Den of the Cyphered Wolf

Sunday, December 31, 2017

Future Man is ... Smarter Than Stranger Things



So the marketing got me. After having the commercial preroll ads over and over and over on various Youtube videos I gave in and watched Future Man which looked like nothing more than a 13 episode  College Humor sketch poking fun at 80s movies and time travel rules.

And it is that.

But it also comments on those 80's movies. And I can't help but contrast it Stranger Things.

Look I love Stranger Things. It's basically the best 80's sci-fi show not made in the 80s which is what it's trying to be but after awhile I can't help but feel it's a bit hollow. It's not the 80s. We have roughly 30 years of hindsight.  30 years of contemplation of what the decade, it's events and culture all of it meant in the broader stroke of human history.

Stranger Things tries so hard to be of the 80's that it kind of stops being about the 80s. Future Man is about the 80's or at least 80's pop culture.

The plot is (in movie terms) what if Kyle Reese and T2 Sarah Conner used Starfighter to find T1 Sarah Conner.

At first the show runs on the metajoke of inserting "reality" into these movies.  Playing a video game does not equate to growing up and training in bad future #682: Cyberpunk.

But that metajoke slowly turns the characters from one note knockoffs designed to poke fun at how silly those movies were to actual human beings as they respond to the fact that they are not actually in an 80's sci-fi movie or at least not a world running on 80's science fiction rules.

And in that space the show can and does actually comment on the culture of the 80's in ways I didn't expect from it. That's not to say it's a grand intellectual exercise. At it's heart it's still a Seth Rogan comedy working with Youtube production values but given what it is it made me think.



All pop culture is culture. All of those movies, books, tv shows, songs, video games, and music videos originate in the minds of people grounded in the surroundings of their world. And as such all of that pop culture can't help but to a certain extent reflect that world even if it set out to.
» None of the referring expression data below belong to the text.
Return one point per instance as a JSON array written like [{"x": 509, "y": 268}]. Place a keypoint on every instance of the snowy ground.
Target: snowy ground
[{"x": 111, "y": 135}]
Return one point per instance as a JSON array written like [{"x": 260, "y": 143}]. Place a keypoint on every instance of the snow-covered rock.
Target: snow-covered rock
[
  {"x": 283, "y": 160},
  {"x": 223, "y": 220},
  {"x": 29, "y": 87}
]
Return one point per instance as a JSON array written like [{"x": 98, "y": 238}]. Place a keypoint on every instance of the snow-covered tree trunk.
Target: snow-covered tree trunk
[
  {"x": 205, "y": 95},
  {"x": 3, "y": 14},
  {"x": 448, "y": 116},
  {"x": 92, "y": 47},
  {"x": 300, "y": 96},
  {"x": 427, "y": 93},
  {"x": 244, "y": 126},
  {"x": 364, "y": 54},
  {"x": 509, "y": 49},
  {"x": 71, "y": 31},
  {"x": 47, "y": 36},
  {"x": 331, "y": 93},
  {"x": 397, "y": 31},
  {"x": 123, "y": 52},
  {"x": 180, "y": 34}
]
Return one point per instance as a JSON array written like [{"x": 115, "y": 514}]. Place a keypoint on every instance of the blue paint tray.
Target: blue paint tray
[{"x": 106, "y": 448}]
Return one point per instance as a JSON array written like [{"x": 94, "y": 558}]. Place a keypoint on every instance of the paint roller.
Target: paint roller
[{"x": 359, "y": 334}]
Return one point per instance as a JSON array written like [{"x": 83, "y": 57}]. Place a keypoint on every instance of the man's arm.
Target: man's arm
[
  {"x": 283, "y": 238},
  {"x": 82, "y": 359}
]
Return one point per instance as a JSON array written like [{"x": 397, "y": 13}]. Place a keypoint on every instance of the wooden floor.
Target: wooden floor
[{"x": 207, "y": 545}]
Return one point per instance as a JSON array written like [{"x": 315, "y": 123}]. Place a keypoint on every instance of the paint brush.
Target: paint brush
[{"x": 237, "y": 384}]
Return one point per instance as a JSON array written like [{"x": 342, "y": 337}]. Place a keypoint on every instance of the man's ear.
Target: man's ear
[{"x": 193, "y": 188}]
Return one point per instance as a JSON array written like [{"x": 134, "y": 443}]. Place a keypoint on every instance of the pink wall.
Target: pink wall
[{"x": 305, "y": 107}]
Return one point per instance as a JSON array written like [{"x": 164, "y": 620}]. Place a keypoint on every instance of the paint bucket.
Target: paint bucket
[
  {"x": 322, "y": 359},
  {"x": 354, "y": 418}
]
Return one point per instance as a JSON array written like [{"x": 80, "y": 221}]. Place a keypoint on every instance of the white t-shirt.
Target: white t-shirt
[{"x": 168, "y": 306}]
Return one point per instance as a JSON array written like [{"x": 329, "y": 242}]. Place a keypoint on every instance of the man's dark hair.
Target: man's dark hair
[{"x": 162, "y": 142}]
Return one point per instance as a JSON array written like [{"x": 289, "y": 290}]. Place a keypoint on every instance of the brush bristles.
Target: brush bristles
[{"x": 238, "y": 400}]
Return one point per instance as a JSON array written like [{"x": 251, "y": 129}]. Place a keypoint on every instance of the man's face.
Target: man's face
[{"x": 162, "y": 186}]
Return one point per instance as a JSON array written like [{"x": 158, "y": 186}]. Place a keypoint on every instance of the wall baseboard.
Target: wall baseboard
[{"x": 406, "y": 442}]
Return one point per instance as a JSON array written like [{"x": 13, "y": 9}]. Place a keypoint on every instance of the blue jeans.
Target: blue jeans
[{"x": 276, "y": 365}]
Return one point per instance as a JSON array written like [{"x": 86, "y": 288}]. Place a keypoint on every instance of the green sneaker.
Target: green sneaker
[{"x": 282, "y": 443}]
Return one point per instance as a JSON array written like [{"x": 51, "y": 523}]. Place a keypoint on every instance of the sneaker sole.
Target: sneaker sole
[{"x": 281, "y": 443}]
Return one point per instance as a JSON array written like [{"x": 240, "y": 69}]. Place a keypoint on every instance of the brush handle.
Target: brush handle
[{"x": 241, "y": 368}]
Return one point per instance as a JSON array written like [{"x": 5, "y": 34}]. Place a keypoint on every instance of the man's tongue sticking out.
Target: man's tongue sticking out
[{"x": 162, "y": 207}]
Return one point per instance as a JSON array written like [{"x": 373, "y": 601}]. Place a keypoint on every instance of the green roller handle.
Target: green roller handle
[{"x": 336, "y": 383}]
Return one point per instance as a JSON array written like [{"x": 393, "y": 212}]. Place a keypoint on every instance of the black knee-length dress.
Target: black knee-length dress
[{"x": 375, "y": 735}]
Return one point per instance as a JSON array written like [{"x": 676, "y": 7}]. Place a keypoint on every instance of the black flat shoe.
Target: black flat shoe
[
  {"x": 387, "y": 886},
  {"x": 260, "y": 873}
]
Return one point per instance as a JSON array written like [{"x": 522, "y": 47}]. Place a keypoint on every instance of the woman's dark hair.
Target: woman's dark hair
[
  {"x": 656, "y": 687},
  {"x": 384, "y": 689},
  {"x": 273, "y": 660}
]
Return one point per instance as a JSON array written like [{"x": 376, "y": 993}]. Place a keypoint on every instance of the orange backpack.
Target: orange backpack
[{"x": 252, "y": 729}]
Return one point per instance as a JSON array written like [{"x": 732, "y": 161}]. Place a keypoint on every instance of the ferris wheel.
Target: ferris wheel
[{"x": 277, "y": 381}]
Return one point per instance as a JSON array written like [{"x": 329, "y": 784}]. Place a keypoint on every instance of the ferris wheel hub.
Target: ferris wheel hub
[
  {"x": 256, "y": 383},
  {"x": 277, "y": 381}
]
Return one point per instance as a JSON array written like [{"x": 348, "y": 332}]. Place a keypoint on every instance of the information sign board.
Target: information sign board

That's the interesting thing about a lot of 80's pop culture.  The zeitgeist of the moment was an exhaustion of the overt politics of the 1960's and early 70's, the pop culture of which was often trying to be overtly political. But a lot of mainstream by the 80's was trying to run as far away as it could from any topic that could be overtly read as political.  That's not to say there weren't political movies or even political sci-fi but just that those generally weren't the blockbusters the industry was banking on and supporting. Even the original Terminator was a relatively low budget feature with $6.4 million.

A lot of the 80's movies we remember aren't exactly the ones that people were going to see. Film geeks tout 1982 as the best year in genre film history and sure a lot of those movies make the highest grossing but Tootsie beat out everything but E.T.

My point is now we look at all of the stuff that was going on under the surface but that's just not where your typical denizen of the time was and the media of the age reflected that. There is a dissonance between the reality of the 80's and the version of it we have in our heads, between history and nostalgia.

Stranger Things and Future Man aren't made for people living in the 80s but people living in the late 2010s who have experienced either via memory or media the remnants of the decade.  Future Man acknowledges it while Stranger Things doesn't. And honestly, it makes me kind of like Future Man a little bit more.